As described by the Court:
Plaintiffs are minor children who attend, or attended, public schools in Detroit. They have alleged that the conditions of their schools are so poor, and so inadequate, that they have not received even a minimally adequate education. Specifically, they alleged they have been denied access to literacy on account of their races, in violation of their rights under the Due Process and Equal Protection Clauses of the 14th Amendment of the United States Constitution. They brought suit against the Michigan state officials they believe to be responsible.
After reviewing current Supreme Court precedent, the Court rejected the challenge to the state funding mechanism, holding that the right to an education is not a fundamental right, thus:
When a classification involves neither fundamental rights nor suspect classes, it “is accorded a strong presumption of validity.” In such cases, the classification “must be upheld against equal protection challenge if there is any reasonably conceivable state of facts that could provide a rational basis for the classification.” For this reason, a plaintiff facing a motion to dismiss “must allege facts sufficient to overcome the presumption of rationality that applies to government classifications.”
Rationality is a forgiving standard. “[A] government action is considered irrational only if it is ‘unrelated to the achievement of any combination of the legitimate purposes.'” To prevail, a plaintiff must either “negativ[e] every conceivable basis which might support the government action,” or demonstrate “that the challenged government action was motivated by animus or ill-will.”
(Citations omitted.)
The opinion was scholarly. It was “well-reasoned,” at least to the extent that “well-reasoned” means “reasoned based upon logic of the precedents upon which the case relies.” But we all know that the outcome is wrong. As even the Court admitted:
Plainly, literacy—and the opportunity to obtain it—is of incalculable importance. As Plaintiffs point out, voting, participating meaningfully in civic life, and accessing justice require some measure of literacy. Applying for a job, securing a place to live, and applying for government benefits routinely require the completion of written forms. Simply finding one’s way through many aspects of ordinary life stands as an obstacle to one who cannot read.
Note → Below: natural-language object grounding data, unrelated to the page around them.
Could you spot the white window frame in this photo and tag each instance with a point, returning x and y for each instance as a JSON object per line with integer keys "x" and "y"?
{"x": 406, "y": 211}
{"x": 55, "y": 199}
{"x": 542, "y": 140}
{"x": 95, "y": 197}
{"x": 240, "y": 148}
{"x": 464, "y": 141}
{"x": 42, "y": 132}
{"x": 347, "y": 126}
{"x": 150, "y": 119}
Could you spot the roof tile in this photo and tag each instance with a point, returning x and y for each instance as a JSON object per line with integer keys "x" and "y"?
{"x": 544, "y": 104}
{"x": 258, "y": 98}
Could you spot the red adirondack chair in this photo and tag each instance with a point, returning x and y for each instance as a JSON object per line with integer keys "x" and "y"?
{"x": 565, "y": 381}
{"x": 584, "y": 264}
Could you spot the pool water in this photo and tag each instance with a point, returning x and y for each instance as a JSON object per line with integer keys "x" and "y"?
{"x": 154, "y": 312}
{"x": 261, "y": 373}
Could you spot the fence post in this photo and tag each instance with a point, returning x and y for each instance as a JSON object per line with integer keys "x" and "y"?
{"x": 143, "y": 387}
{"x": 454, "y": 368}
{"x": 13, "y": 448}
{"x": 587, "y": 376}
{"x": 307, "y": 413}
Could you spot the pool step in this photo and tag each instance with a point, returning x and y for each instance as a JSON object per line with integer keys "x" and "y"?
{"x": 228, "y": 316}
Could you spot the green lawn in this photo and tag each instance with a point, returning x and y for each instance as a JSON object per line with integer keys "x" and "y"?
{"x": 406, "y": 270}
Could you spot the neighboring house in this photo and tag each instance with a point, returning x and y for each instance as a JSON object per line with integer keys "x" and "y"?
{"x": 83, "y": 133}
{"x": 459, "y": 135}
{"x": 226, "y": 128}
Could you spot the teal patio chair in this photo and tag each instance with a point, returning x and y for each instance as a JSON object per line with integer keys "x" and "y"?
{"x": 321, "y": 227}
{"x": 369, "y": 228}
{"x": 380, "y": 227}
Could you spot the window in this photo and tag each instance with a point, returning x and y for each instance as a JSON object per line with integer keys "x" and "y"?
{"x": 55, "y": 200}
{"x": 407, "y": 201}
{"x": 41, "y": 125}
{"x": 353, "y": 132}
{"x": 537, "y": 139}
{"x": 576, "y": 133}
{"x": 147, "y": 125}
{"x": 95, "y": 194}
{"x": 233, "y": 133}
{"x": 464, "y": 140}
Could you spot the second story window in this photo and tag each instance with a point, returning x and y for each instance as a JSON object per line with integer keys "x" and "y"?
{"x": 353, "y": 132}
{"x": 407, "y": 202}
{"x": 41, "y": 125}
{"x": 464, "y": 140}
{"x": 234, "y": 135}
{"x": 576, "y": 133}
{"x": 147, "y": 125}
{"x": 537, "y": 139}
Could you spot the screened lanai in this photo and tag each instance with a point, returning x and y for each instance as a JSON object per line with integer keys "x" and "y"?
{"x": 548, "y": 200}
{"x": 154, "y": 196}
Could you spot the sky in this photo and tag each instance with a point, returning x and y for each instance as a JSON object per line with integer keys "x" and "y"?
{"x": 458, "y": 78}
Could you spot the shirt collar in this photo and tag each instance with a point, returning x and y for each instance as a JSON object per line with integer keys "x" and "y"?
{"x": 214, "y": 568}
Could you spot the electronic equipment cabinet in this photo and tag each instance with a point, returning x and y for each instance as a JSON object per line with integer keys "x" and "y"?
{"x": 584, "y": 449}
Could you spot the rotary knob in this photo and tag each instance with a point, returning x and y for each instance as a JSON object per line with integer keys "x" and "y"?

Yet, the Court, correctly I suspect, felt constrained by precedent to hold that the right to literacy is not a “fundamental right.”
Look at the list of potential Supreme Court nominees that Trump previously issued. I suspect that if you go through the list and examine the professional biographies of each person on the list, you will find that, overwhelmingly, they have fairly good academic pedigrees. That simply means that they will artfully express their social and political biases skillfully and even brilliantly in the constrained language of legal legerdemain.
Being supplied with stuff, such as food, shelter, clothing, health care, education, etc., can never be considered a fundamental right under the American system. The fundamental right is to be allowed to pursue these things free of government constraint except to equally protect the right of others to do the same. That doesn't mean these things cannot be done by legislatures through legislation, but individuals can't count on the courts to create such legislation when the legislature will not. This looks like "legerdemain" to those who have been fooled into thinking that "equal protection" meant that a few unelected philosopher kings would and should impose their virtually infallible notions of fairness on the people's elected representatives. No, sorry, in a democracy the voters have to do that themselves.
When the government creates a right, such as to Social Security benefits or public housing, then it must distribute the right equally to people in the same situation. The government created a right to public education, and it should distribute that right equally to people in the same situation. For instance, all third-graders, regardless of what neighborhoods they live in, ought to have the same class sizes, the same school supplies, and so forth. But they don't, because of one of the worst Supreme Court decisions ever: San Antonio v. Rodriguez (1973), which held that public schools may be funded by property taxes, so that rich kids get a better education than poor kids. Of course, we ought to spend more on the education of poor kids, because they need it more; they are not in the same situation as rich kids. Those who are African American still suffer from the effects of slavery and Jim Crow, including the current Jim Crow-drug prohibition and mass incarceration.
Almost all the heavy lifting in supreme court decisions seems to be about deciding the territory on which the discussion will be held. It's "rational basis" of "Chevron doctrine" when justices want to uphold something, strict scrutiny or minimum deference when they don't. Same with standing. Somehow a presidential candidate had standing when other people's votes were being counted, but the voters themselves don't get standing on the question of whether their votes are meaningful. It's almost as if some very articulate people had figured out the result they wanted to reach and then crafted premises they could use to reach that result by superficially valid argument.
(If, for example, the right to an education is a tool to abolish teachers' unions, suddenly the argument becomes more credible.)